- The Washington Times - Wednesday, May 15, 2019

Democrats pressured Senate GOP leaders Wednesday to take up a health care package poised to clear the House, saying mid-term voters rallied around the 2010 health care law and demanded lower drugs costs.

House Speaker Nancy Pelosi and her lieutenants scheduled a Thursday vote on the bill, which would speed cheaper generic drugs to market while killing President Trump’s push to let people buy cheaper, barebones health plans instead of what Obamacare offers.

It would restore funding for Obamacare advertising and enrollment assistance, and help states create their own insurance exchanges instead of relying on the federal site, HealthCare.gov.

In a Capitol Hill pep rally, Mrs. Pelosi and Senate Democrats accused Senate Majority Leader Mitch McConnell of turning his chamber into a “legislative graveyard” for their proposals.

“No debate, no legislation, no votes,” Senate Minority Leader Charles E. Schumer said. “Is he afraid the Senate might actually pass a bill to help the American people?”

Republican leaders say Democrats are the ones standing in the way of progress.

GOP lawmakers sponsored some of the prescription-drug measures — including the CREATES Act, which helps generic drug makers get needed drug samples from brand-name companies, and a separate bill that would block companies from gaming the drug-patient system.

Yet Democrats “spiked” prospects for a bipartisan push — and Mr. Trump’s signature — by lumping those measures into a package that would reverse the White House’s tweaks to Obamacare, Energy and Commerce Committee Republicans said Wednesday.

Thursday’s vote foreshadows the health care-heavy message Democrats plan to ride into the 2020 campaign. They say it will bear fruit, as Mr. Trump cheers on a state-driven lawsuit that attempts to unwind Obamacare, even though the GOP failed to pass an adequate replacement in 2017.
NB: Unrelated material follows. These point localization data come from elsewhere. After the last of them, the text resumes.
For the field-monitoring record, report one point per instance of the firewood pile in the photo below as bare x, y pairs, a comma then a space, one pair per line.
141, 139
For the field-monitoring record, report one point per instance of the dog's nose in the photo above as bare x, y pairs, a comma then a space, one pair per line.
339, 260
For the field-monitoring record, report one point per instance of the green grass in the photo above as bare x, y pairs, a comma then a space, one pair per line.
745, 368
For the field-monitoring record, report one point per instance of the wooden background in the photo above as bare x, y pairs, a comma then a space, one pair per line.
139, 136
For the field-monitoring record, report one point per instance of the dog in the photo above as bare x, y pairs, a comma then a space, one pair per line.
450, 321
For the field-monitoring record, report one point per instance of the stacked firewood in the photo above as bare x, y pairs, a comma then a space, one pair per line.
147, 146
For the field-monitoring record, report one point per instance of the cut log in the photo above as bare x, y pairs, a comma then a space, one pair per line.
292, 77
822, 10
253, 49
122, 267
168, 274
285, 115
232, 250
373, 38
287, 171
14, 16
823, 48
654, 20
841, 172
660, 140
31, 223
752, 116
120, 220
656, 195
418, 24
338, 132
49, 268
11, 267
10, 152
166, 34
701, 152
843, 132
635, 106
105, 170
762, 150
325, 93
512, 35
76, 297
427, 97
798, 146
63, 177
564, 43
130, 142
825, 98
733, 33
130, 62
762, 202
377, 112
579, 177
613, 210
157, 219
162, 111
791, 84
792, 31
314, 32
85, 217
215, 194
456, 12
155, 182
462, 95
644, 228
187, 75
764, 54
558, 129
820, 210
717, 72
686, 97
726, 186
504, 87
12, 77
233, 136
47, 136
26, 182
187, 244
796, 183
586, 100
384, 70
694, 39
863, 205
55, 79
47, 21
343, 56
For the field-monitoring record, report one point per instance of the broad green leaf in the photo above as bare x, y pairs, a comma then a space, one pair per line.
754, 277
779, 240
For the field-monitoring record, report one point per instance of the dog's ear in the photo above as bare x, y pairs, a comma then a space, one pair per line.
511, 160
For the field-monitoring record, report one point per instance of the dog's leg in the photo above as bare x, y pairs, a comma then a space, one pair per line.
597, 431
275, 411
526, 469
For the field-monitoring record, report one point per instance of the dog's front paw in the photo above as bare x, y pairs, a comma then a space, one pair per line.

House Democrats are pressing the Justice Department to explain why it decided to back a lower-court ruling that, if upheld, would scrap President Obama’s program in its entirely, after it took a narrower view of the case last year.

Mr. Trump, meanwhile, insists Republicans can become the “party of health care,” pointing to their work on measures to slash drug prices and end “surprise” medical bills that occur when a person gets services from hospitals and doctors outside of their insurance network.